The rights, and wrongs, of my favourite punctuation marks!!

Did you know that Monday was National Punctuation Day?  Well, it was in the good ol’ US of A at least. 

National Punctuation Day began life in 2004, when a Californian called Jeff Rubin noticed that too many people were misusing colons and abusing apostrophes, so he decided to tour America’s schools with his educational punctuation workshops, posters and T-shirts.

In the sad absence of Jeff’s crazy posters and T-shirts in the UK, I thought I’d take the opportunity to acknowledge National Punctuation Day by educating people about two of my favourite punctuation marks. 

These are commonly known as the comma and the exclamation mark.

Now I’m not going to talk about their ‘official’ use; you can easily find that information already.  Instead, I’m going to highlight their use in writing-as-speaking, such as when you’re putting a chatty blog post together, and you want it to ‘sound’ as natural as possible.

The reason why the comma and the exclamation mark are my favourite punctuation points is simple; they have the greatest effect on the rhythm needed for effective writing-as-speech. 

When you read, punctuation acts as useful signposts for your brain, helping to guide you smoothly through the words.  For example, I’ve started a new sentence here, which your mind was ready for because there was a full stop at the end of the last one. 

Punctuation, therefore, is your great ally in the quest to ‘sound’ natural in words.  Used wrongly, the comma will act as an awkward and stuttery pause, while the exclamation mark will make everything you say sound rushed and overexcited.

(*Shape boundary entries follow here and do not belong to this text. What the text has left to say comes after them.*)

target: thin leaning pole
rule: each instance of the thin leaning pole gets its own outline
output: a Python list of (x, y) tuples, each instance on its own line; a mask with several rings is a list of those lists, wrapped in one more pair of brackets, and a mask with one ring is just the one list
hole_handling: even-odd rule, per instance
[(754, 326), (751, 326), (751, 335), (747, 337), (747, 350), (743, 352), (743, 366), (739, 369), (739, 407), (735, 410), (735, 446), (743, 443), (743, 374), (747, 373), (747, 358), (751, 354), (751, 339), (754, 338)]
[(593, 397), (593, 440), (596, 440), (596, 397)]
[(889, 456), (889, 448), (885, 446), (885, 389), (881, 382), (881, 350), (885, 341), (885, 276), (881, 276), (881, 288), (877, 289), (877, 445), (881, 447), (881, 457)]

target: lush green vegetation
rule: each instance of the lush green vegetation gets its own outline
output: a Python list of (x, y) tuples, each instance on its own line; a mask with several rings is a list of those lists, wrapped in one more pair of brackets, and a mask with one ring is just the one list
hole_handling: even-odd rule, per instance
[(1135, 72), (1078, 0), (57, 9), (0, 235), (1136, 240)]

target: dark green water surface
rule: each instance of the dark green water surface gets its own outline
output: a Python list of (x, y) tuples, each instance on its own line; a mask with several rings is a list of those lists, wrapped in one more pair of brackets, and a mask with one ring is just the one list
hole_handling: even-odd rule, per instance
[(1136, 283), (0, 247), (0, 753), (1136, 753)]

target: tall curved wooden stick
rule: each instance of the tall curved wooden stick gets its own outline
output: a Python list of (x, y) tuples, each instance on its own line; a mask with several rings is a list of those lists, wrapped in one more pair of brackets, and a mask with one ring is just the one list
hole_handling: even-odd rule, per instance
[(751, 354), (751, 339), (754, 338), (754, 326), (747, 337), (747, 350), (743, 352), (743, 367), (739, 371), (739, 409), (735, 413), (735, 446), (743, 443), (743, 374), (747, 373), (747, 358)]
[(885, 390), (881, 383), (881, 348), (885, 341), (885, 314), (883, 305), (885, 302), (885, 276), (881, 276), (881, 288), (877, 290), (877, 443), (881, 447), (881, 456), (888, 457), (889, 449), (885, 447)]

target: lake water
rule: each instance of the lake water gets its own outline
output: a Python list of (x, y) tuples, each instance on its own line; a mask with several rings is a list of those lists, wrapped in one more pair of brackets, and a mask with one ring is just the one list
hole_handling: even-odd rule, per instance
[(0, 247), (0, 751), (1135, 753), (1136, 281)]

If you’re worrying that you have to be an expert grammarian to get it right, don’t!  It’s easy.  For instance, if you’re considering whether or not to use a comma in a sentence, say it out loud and see where you would naturally pause.  Insert your comma there.

Exclamation marks, meanwhile, can be very effective when used sparingly (and never, ever use more than one at a time!) 

A sentence that finishes with an exclamation mark will rise in tone and pace towards the end, such as: “we planned a birthday party and we all jumped out and shouted ‘surprise!”

Overuse of exclamation marks is actually very common when people first start writing and they want to ‘sound’ fun and upbeat, when in reality if you litter your sentences with unneeded exclamation marks, you’ll ‘sound’ jumpy and overexcited throughout.  So think about whether you really need them – again, by reading your sentence out loud.  

A good rule of thumb is to always remember that when you’re writing, your choice of words sets the character of a piece, while punctuation sets the rhythm.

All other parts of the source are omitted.